I often find myself looking up and out now. I look for the beauty that this magical earth has to give and remind myself how lucky I am to see it. More so, I’m always searching for signs of him in it.

A few weeks ago I looked up (as I often do) while I played in the sea with my two earth side babies. There it was, in the perfect place, at the perfect time- a heart shaped cloud floating above us. In an instant I felt like he was there and I was reminded how we carry him with us, always.

Carrying the love of a baby that you can’t see, missing them every single day with every fibre of your being isn’t easy. It’s also not a choice.

Sometimes it’s painfully heavy and feels like I’m drowning in a sea of despair.

Sometimes though, like the moment I saw this beautiful cloud, it feels like sunshine is touching my soul.

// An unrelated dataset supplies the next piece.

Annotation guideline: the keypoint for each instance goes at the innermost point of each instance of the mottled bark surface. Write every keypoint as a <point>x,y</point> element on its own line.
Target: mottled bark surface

Perhaps that’s the power of love.

There’s a skeptical side of me that sometimes whispers into my ear that I create these signs for myself. But my heart doesn’t care even if that’s true, and now more than ever I let my heart rule.

These signs or other special moments will never be enough. After all, what could possibly ever be enough to make up for not having your baby in your arms, kissing their cheeks and watching them grow? Nothing. But, it’s something. Something that makes your heart smile. Something that brings comfort, warmth and peace. Something that makes me feel close and connected with him. So I guess that ‘something’ is everything in those moments.